La Germania si prepara a dire definitivamente addio al carbone nel 2038. Per riuscirci pensa a un sostanzioso piano di compensazione per i produttori.
Quaranta miliardi di euro in 18 anni: tanto investirà la Germania per rinunciare definitivamente al carbone, che oggi assicura al Paese circa un terzo del suo fabbisogno di elettricità. Cifra e tempistiche sono indicativi dello sforzo e della lungimiranza che occorrono per affrancarsi dai combustibili fossili e sperare in un futuro a zero emissioni.

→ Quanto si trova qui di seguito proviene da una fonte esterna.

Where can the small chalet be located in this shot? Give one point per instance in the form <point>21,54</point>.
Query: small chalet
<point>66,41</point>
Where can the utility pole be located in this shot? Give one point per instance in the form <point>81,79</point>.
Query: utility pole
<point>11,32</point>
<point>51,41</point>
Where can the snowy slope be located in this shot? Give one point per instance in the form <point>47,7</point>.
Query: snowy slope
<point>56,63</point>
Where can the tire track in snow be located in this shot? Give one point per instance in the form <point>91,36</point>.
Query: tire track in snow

Gli occhi del mondo sono puntati sulle misure che l’Unione Europea, il terzo maggiore emettitore di gas serra, prenderà per ridurre la sua impronta di CO2 all’indomani del lancio del Green Deal, il pacchetto di misure per raggiungere la neutralità carbonica entro il 2050. E la Germania, seppure in una fase di crescita debole, rimane la maggiore potenza economica d’Europa.
Lenta trasformazione. La decisione è stata annunciata dopo una trattativa durata mesi tra i ministri del governo tedesco e i rappresentanti dei quattro principali stati federati estrattori di carbone. Alcune regioni, soprattutto nella parte orientale e più povera del Paese, sono ancora fortemente dipendenti dalla lignite, il “carbone marrone” che conserva la struttura del legno dal quale ha avuto origine. Questo combustibile, insieme ai carboni bituminosi importati, costituisce la principale fonte di emissioni serra del Paese, che per il 2022 pianifica la totale dismissione del nucleare (6 reattori operativi, a copertura del 12% del fabbisogno di elettricità – dati World Nuclear Association 2018).

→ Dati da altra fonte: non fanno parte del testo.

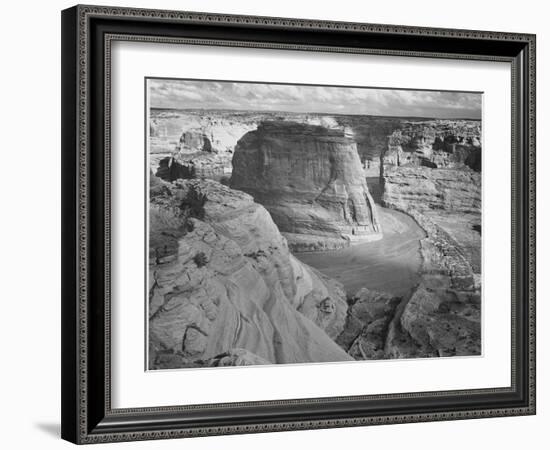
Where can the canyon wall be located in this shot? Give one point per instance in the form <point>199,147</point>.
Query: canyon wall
<point>431,171</point>
<point>224,288</point>
<point>311,181</point>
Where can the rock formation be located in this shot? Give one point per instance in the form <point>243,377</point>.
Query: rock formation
<point>311,181</point>
<point>221,278</point>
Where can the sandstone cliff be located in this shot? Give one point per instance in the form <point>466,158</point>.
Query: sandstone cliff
<point>311,181</point>
<point>224,288</point>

Con l’abbandono del carbone e la rinuncia alle centrali nucleari, fortemente osteggiate dall’opinione pubblica, il Paese avrà bisogno di una massiccia espansione sui fronti dell’energia eolica e solare. Nell’ultimo quarto del 2019, le fonti rinnovabili hanno fornito il 42% dell’elettricità prodotta in Germania.
Sarà abbastanza? La cifra stanziata servirà alla compensazione degli operatori delle centrali a carbone, al supporto alle regioni che ospitano le principali miniere, alle misure per proteggere e formare i lavoratori rimasti senza impiego e ad attutire l’impatto che la conversione energetica avrà in bolletta per i consumatori. Nel 2026 e nel 2029 saranno effettuate revisioni del piano per capire se si possa arrivare all’abbandono completo del carbone nel 2035, tre anni prima della scadenza annunciata.
Il programma del governo tedesco è stato infatti criticato dalle organizzazioni ambientaliste, perché fuori tempo massimo secondo le previsioni dell’IPCC, che auspica una riduzione dei due terzi dei consumi globali di carbone entro il 2030. Osteggiata anche l’intenzione di riconvertire alcune delle centrali in chiusura con impianti a gas naturale: sostituire una fonte fossile con un’altra rischia di rallentare ulteriormente il passaggio alle rinnovabili e il cammino verso emissioni nette zero.